A Construction Project That Never Started
Like a lot of people in early 2020 (wait… did something happen then?), my summer internship plans crumbled faster than a cheap sidewalk. After months of resume writing, cover letter drafting, and interviews, all of my internship offers were rescinded or deferred. It felt like all that effort was for nothing.
An Unexpected Opportunity
Then, just as I was about to start a fallback job, my phone rang. After three months of radio silence, the Illinois Department of Transportation (IDOT) offered me an internship. Civil Engineering wasn’t exactly my dream field, but an engineering job is an engineering job, and I wasn’t about to turn it down. I was excited to get some hands-on technical experience!
Learning the Ropes
My assignment?
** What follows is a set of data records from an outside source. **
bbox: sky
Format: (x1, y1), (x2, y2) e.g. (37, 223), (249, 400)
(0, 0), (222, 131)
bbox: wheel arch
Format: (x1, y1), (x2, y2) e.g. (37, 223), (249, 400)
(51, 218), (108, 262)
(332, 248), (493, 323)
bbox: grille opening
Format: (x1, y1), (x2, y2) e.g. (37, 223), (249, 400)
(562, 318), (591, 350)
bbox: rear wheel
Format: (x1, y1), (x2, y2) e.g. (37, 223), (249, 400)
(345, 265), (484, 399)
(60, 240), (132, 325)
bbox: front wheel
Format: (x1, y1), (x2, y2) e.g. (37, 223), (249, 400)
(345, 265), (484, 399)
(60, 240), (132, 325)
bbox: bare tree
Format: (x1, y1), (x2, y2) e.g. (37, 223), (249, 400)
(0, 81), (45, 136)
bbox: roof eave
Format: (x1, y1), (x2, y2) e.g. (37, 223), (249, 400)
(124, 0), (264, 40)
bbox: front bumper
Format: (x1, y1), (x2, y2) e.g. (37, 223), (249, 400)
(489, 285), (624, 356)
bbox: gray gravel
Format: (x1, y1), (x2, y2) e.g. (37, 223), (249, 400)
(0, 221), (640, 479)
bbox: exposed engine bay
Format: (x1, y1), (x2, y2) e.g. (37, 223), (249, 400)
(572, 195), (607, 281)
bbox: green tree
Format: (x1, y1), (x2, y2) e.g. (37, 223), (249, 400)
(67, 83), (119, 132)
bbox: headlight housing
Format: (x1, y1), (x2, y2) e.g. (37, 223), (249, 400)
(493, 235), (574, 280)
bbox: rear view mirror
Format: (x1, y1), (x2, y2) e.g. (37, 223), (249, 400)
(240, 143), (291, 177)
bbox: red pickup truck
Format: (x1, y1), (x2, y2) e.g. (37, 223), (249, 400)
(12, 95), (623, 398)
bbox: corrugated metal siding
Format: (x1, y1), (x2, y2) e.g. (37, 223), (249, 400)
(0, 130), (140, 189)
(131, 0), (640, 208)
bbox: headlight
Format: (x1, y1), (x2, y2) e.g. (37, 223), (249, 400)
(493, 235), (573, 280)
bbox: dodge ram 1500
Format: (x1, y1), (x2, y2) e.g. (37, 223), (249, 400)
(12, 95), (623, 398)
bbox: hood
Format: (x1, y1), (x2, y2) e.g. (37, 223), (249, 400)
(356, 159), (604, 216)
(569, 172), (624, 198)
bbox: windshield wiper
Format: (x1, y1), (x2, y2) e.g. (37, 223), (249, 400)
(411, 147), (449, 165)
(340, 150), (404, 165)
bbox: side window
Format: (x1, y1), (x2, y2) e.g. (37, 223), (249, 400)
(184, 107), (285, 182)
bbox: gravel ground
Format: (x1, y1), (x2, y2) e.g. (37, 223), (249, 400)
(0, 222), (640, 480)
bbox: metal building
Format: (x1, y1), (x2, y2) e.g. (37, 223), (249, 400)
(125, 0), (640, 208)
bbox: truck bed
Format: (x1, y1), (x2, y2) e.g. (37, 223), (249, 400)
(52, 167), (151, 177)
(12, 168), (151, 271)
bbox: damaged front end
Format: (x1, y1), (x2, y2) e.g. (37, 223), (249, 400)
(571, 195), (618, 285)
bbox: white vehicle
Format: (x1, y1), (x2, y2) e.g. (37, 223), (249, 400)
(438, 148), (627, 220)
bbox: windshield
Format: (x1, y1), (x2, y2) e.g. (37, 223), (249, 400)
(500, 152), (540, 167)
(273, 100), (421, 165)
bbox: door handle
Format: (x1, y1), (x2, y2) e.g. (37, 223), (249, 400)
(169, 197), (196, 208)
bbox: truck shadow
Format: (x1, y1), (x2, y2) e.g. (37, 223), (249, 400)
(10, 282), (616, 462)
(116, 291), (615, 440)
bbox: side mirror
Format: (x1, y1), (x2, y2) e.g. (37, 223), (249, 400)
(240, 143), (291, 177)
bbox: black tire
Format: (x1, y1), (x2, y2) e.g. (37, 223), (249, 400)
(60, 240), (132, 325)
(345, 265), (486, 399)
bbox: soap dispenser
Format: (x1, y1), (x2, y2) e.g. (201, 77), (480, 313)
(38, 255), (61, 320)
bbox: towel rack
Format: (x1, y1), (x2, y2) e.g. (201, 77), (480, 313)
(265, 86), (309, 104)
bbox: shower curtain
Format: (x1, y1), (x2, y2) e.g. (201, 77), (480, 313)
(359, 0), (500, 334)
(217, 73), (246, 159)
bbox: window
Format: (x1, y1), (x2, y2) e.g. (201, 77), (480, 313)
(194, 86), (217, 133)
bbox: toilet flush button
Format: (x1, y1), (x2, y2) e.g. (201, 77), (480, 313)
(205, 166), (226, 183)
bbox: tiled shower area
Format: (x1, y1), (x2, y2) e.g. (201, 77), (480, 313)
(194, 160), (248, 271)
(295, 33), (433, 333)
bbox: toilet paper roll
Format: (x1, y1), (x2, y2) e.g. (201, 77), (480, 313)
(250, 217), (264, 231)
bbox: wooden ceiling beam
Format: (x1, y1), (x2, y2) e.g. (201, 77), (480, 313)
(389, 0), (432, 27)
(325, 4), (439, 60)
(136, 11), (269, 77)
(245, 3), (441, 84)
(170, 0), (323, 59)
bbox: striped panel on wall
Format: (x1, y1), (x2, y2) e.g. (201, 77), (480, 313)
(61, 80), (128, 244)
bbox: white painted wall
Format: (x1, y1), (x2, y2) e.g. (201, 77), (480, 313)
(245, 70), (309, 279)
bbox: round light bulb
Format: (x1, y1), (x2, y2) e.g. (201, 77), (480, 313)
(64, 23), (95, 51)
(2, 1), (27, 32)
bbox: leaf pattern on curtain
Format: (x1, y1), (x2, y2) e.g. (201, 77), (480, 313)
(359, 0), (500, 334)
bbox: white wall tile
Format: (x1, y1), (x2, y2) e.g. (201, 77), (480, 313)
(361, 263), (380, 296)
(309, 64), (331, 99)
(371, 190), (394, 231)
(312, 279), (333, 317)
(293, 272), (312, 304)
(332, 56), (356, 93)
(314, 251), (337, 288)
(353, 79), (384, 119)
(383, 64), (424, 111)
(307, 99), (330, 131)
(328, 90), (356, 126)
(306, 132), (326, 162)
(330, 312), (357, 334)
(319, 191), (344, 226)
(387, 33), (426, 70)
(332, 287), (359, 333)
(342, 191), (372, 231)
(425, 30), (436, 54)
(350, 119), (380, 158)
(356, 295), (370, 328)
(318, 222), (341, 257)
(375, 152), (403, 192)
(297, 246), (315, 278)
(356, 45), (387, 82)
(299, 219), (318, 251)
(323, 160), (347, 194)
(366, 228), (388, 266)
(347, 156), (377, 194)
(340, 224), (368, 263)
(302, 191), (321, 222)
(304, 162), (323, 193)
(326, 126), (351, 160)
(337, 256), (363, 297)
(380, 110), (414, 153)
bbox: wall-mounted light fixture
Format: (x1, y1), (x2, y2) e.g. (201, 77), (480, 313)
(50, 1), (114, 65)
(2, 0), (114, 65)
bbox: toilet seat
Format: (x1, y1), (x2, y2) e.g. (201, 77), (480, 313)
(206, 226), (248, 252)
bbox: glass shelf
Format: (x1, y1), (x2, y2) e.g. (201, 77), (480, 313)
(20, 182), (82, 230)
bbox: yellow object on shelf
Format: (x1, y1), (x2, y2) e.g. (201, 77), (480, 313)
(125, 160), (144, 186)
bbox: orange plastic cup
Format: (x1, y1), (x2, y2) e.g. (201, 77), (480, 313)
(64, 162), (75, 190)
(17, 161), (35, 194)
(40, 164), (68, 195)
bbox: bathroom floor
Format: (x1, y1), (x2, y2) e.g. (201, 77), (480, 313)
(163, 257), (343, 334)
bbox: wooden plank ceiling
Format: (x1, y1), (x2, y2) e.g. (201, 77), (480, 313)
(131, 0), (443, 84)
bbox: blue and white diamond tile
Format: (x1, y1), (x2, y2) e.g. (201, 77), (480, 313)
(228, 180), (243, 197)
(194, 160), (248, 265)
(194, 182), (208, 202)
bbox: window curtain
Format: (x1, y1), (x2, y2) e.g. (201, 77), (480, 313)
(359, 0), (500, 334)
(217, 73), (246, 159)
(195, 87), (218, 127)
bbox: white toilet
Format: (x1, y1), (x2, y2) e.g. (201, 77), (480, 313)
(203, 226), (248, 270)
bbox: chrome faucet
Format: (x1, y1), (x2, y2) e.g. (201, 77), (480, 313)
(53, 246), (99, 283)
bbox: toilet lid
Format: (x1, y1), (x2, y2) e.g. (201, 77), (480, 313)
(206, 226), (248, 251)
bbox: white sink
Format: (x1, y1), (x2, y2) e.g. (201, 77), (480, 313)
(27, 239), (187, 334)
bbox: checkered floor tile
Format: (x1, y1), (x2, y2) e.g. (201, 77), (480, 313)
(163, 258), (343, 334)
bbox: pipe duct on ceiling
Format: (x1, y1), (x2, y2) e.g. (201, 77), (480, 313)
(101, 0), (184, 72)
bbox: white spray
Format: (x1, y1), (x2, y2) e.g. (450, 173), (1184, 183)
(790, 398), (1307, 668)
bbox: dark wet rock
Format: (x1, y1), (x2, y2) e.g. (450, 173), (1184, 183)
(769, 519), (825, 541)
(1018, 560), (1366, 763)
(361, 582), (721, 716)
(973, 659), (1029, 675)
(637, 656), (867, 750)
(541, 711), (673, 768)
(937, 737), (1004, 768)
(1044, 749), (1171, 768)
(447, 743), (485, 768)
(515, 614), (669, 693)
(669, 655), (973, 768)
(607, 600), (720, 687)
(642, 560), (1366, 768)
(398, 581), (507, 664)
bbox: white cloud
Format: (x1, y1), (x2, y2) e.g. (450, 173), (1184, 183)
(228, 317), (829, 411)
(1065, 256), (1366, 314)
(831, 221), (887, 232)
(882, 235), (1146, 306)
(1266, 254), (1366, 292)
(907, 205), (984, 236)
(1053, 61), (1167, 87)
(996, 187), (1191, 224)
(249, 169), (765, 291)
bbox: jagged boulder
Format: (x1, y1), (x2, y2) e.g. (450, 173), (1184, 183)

Assist senior engineers on a three-mile resurfacing project in rural Illinois using a process called cold in-place recycling—basically, milling up the old road, mixing it with fresh tar emulsion, and laying it back down like a massive, eco-friendly asphalt smoothie. Once I wrapped my head around the process, I was ready to see it in action.
The Waiting Game
And then… nothing happened.
Between pandemic-related delays and a contractor’s insurance holdup, the project sat in limbo for weeks. So, rather than just hanging out, I found ways to stay useful. I compiled survey data and drafted a superelevation proposal. And, since I had some downtime, I sharpened my coding skills by whipping up a Python-based calculator to estimate the amount of paint needed for projects using the same standard we worked off of.
Lessons Learned
By the time my internship ended, the project still hadn’t broken ground—but my spreadsheets, reports, and calculations were already in use by the engineers who saw it through.
I never expected to work in Civil Engineering, but I walked away with a newfound respect for large-scale project planning and technical problem-solving. Even in an industry I thought I had zero interest in, I found challenges to tackle—something I’ve carried with me into every technical environment since.